5. E o que demonstraram os testes da vacina anti-Covid 19 nas fases 1 e 2 que a The Lancet acaba de publicar? Demonstram que a vacina não traz efeitos colaterais, é muito bem tolerada pelos organismos humanos testados (todos entre 18 e 60 anos) e tão importante quanto: é eficaz, porque estimulou o sistema imunológico e gerou a produção de anticorpos, criando imunidade frente ao vírus em todos os organismos testados.

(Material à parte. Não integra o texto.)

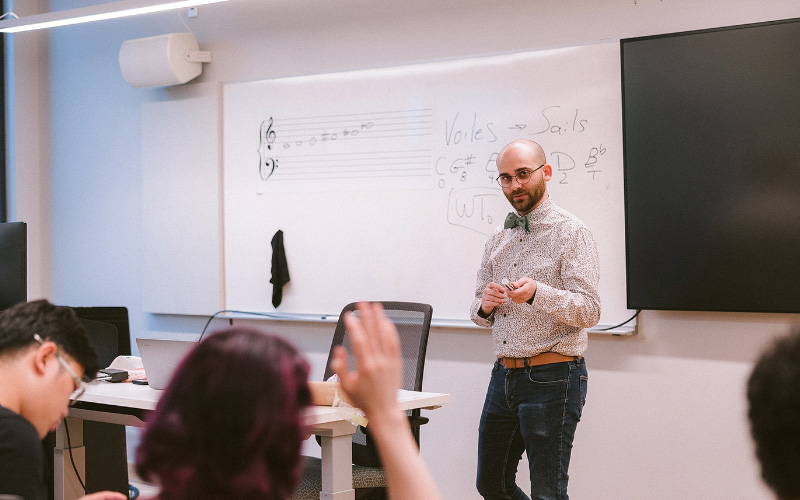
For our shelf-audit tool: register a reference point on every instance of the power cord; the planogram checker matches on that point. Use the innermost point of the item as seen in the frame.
(621, 324)
(263, 315)
(71, 458)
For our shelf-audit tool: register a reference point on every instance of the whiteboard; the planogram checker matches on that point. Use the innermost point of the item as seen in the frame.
(383, 181)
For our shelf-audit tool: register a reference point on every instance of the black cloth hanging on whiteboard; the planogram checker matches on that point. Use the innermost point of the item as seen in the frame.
(280, 270)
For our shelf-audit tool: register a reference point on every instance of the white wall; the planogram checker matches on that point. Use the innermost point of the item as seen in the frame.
(665, 415)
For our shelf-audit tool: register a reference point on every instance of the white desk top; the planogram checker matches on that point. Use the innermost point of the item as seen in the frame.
(144, 397)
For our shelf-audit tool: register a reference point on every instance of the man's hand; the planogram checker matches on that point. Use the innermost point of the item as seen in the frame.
(524, 289)
(493, 296)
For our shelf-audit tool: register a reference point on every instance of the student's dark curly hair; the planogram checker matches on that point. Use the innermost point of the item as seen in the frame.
(56, 323)
(773, 393)
(229, 425)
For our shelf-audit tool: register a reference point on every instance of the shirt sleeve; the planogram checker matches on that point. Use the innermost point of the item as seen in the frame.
(578, 303)
(483, 279)
(21, 460)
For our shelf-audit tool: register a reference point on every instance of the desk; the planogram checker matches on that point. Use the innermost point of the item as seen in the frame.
(128, 404)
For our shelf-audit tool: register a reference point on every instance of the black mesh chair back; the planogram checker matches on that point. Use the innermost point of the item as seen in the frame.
(413, 322)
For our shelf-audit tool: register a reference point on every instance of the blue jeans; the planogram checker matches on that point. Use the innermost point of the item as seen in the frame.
(536, 410)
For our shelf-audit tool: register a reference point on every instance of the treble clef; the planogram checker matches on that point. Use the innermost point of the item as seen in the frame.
(266, 137)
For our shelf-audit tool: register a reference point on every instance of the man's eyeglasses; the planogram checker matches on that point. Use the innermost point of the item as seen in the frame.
(523, 176)
(80, 385)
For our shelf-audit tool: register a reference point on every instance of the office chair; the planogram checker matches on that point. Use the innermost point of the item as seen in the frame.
(413, 323)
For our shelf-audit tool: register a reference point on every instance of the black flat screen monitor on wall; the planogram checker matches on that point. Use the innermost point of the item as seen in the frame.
(13, 266)
(711, 134)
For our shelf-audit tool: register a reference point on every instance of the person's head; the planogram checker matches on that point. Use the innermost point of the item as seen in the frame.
(49, 353)
(229, 425)
(773, 394)
(523, 173)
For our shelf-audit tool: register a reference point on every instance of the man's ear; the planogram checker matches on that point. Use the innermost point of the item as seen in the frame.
(547, 170)
(41, 356)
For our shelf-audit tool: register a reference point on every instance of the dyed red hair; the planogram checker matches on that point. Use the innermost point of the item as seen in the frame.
(229, 425)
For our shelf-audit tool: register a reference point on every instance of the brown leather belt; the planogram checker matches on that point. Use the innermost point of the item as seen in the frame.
(544, 358)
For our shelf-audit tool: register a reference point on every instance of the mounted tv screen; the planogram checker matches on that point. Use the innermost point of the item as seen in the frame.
(711, 133)
(13, 267)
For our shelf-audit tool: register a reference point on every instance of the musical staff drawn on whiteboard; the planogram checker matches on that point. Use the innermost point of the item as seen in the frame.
(394, 147)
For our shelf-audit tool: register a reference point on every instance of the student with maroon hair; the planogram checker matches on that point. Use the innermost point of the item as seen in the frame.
(229, 425)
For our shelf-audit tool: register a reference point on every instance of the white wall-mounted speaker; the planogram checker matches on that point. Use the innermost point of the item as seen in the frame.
(161, 60)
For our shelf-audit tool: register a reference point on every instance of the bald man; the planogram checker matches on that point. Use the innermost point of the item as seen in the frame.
(537, 290)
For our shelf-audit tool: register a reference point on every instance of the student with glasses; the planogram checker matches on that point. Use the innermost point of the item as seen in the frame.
(537, 290)
(45, 356)
(230, 426)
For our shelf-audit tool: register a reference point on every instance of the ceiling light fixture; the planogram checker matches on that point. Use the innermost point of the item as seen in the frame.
(100, 12)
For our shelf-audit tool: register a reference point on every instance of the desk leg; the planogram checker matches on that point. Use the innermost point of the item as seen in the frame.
(67, 486)
(337, 464)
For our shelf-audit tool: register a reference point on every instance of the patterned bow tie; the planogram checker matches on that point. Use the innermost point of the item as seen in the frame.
(513, 220)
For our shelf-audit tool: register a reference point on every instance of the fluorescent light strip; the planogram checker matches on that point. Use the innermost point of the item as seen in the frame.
(112, 10)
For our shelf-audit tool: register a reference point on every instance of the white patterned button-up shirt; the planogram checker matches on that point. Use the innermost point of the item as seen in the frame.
(559, 253)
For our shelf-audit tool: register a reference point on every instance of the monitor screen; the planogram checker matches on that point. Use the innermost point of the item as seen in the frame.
(711, 134)
(13, 266)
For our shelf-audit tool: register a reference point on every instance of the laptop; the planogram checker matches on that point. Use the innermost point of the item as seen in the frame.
(161, 357)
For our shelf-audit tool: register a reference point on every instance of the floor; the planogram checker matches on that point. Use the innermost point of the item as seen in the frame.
(146, 491)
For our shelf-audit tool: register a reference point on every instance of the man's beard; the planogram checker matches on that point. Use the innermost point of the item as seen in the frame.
(535, 194)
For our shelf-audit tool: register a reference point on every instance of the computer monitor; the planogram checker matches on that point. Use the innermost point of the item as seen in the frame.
(117, 316)
(13, 264)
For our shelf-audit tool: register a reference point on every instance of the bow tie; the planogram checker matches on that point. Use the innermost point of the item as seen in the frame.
(513, 220)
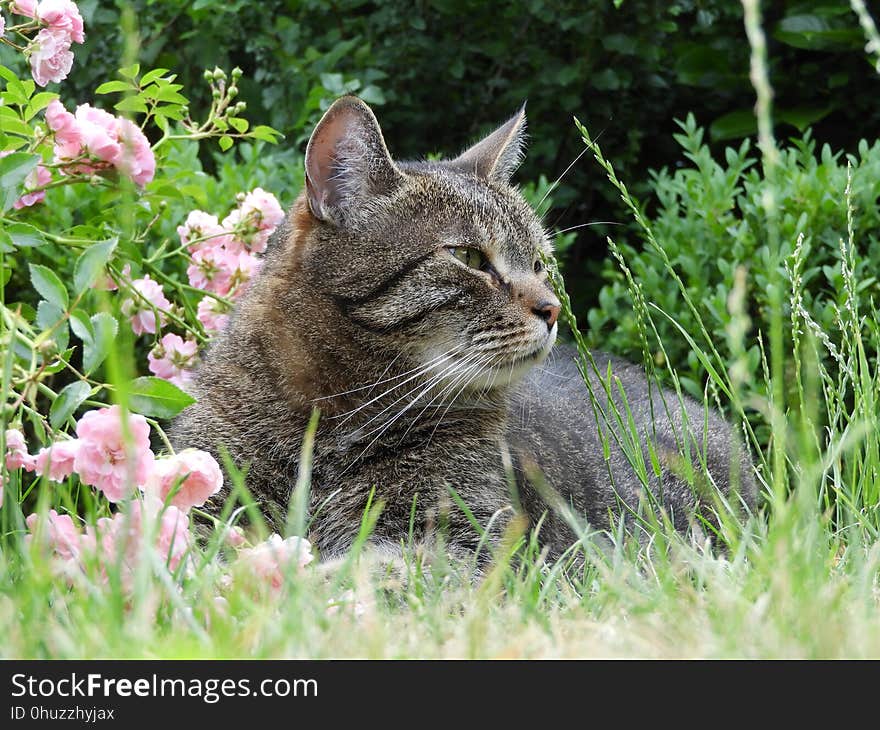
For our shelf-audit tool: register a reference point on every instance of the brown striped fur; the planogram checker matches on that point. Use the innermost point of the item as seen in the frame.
(427, 368)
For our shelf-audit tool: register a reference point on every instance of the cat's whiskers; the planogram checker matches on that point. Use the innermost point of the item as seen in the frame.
(424, 369)
(425, 387)
(447, 388)
(431, 383)
(473, 376)
(371, 386)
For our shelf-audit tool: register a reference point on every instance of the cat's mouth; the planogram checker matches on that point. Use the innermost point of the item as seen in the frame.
(506, 372)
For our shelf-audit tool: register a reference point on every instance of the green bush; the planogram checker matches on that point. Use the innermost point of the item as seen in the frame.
(710, 221)
(443, 71)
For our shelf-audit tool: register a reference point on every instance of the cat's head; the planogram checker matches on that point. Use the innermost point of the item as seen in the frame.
(440, 260)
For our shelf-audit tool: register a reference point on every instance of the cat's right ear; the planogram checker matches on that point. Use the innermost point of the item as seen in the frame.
(347, 162)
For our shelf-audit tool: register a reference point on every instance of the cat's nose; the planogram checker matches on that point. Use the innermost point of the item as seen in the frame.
(548, 311)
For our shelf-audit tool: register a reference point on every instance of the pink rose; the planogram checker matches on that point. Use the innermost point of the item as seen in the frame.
(213, 314)
(208, 270)
(128, 533)
(105, 460)
(98, 133)
(242, 268)
(173, 359)
(50, 56)
(270, 560)
(262, 210)
(194, 474)
(25, 7)
(205, 229)
(68, 137)
(62, 16)
(17, 456)
(57, 461)
(143, 317)
(39, 177)
(135, 159)
(58, 532)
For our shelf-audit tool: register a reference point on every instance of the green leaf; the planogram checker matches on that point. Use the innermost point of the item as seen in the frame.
(816, 33)
(267, 134)
(48, 285)
(14, 169)
(169, 94)
(69, 399)
(12, 124)
(157, 398)
(802, 117)
(131, 104)
(111, 87)
(63, 357)
(91, 263)
(22, 235)
(129, 72)
(48, 315)
(238, 124)
(95, 351)
(38, 103)
(81, 325)
(151, 76)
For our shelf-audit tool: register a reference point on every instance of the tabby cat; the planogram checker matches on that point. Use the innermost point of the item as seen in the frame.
(409, 302)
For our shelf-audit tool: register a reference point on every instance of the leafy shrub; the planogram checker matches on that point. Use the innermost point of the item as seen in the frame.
(113, 279)
(445, 70)
(710, 223)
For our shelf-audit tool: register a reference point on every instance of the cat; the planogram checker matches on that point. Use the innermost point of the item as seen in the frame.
(409, 302)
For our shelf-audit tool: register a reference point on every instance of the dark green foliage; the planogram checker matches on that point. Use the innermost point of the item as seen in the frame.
(443, 71)
(710, 222)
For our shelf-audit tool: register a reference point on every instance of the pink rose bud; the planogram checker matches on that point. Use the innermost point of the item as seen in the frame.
(62, 16)
(173, 359)
(50, 56)
(56, 461)
(17, 456)
(143, 317)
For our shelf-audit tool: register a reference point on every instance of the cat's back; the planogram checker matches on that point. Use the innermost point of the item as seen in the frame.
(593, 444)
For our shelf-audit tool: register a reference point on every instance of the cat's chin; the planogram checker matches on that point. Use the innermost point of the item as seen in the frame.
(505, 374)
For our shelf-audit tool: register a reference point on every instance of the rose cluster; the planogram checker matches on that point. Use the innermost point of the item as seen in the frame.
(153, 498)
(56, 25)
(224, 257)
(92, 140)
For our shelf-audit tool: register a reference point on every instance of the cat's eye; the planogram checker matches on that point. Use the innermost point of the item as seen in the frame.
(469, 256)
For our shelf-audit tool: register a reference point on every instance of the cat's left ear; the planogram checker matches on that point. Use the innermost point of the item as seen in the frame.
(496, 157)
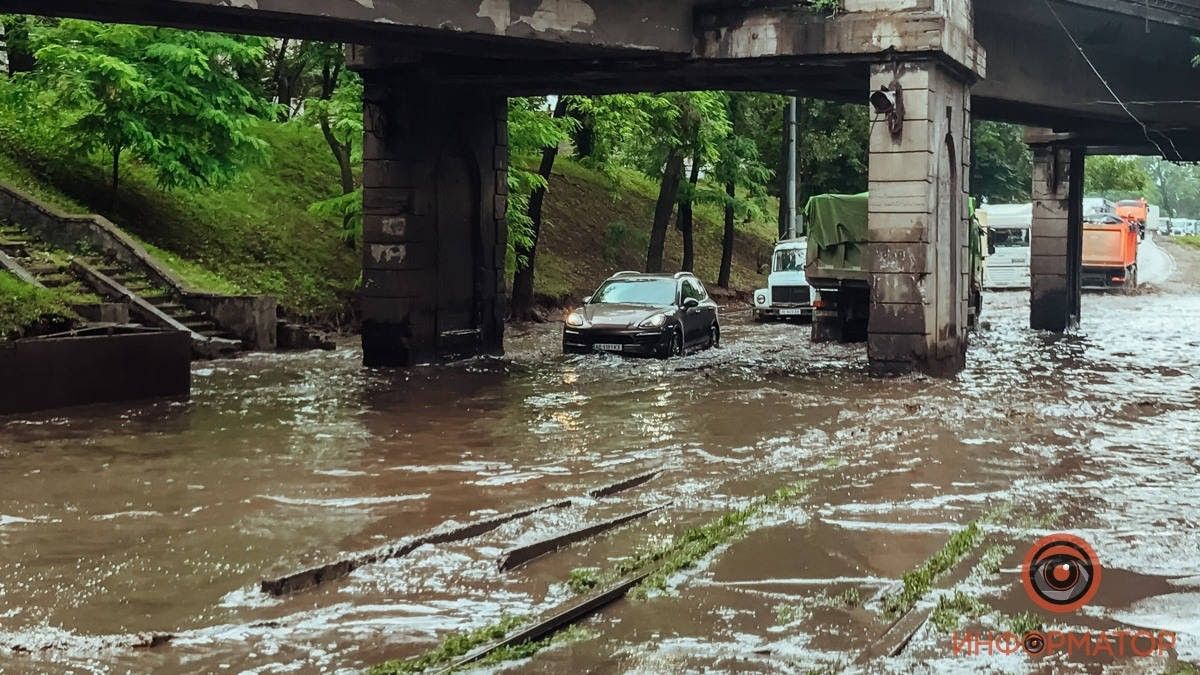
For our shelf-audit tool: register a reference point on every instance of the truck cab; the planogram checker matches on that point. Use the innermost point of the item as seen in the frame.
(787, 293)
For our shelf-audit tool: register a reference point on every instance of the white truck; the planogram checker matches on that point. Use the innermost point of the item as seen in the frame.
(787, 294)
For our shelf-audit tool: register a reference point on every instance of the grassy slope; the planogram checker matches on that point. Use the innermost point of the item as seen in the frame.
(24, 309)
(253, 236)
(595, 227)
(256, 234)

6. Mesmo com tudo isso, porque não esperar o término da fase 3 dos testes na própria Rússia, em um número muito maior de pessoas, para se ter mais certeza da segurança e efetividade da vacina? A Rússia (Putin) está querendo fazer marketing político com a pandemia? Este é um ponto central no debate. Por tudo que já sei e reli, certamente que o ideal seria, sim, aguardar o término dos testes da fase 3, seguindo os protocolos que impõem um processo mais vagaroso (e logicamente mais seguro) de desenvolvimento. Aliás, isso ninguém precisa dizer aos cientistas do Gamaleya. Ocorre que a necessidade (com as devidas garantias de segurança e efetividade, claro) do desenvolvimento da vacina contra a Covid-19 se coloca como uma das demandas mais importantes e urgentes da história da Humanidade. A atual pandemia infectou mais de 27 milhões de pessoas e matou 900 mil em apenas oito meses (isso de acordo com os números oficiais, que vários especialistas afirmam estarem subnotificados). A questão central em debate é: considerando riscos, benefícios e o momento de extrema fragilidade da população planetária (principalmente a pobre e sem acesso a sistemas de saúde), e a desconsideração ou flexibilização das medidas de isolamento físico em quase todo o mundo, medidas consideradas heterodoxas em tempos normais, desde que comportem evidente grau de segurança à vida humana, podem e devem ser adotadas?
7. Se a vacina é tão eficaz, porque os russos estão anunciando a necessidade de duas doses? Porque as vacinas chamadas de vetoriais, desenvolvidas com a mesma base tecnológica da Sputnik-5, demonstraram manter imunidade dos indivíduos por dois anos, o que faz com que os cientistas do Gamaleya estimem que a vacina contra a Covid-19 possa ter o mesmo resultado. Essa é a dúvida mais evidente e que permanece. E só o tempo poderá saná-la. O problema que a Humanidade tem em mãos é que nesse tempo – que seria necessário para se ter ainda mais certeza (que sempre será relativa) em relação à vacina -, o vírus poderá matar outras 900 mil pessoas no mundo (ou mais). E sobre a necessidade de mais de uma dose, não se vacina contra a gripe todo ano no Brasil? A lógica é a mesma.
8. Mas se os estudos das fases 1 e 2 foram realizados em indivíduos de 18 a 60 anos, será seguro aplicar a vacina em pessoas de fora desta faixa etária? A resposta é não. Não é seguro. Por isso a vacina só será aplicada em pessoas entre 18 e 60 anos em um primeiro momento. Os que estão fora desta faixa etária deverão manter as políticas de prevenção adotadas até agora (isolamento, uso de máscara, testagem, etc.). Concluída a fase 3 de testagem, já iniciada e envolvendo 40 mil pessoas, e tendo em mãos os resultados, aí sim todos receberão a vacina.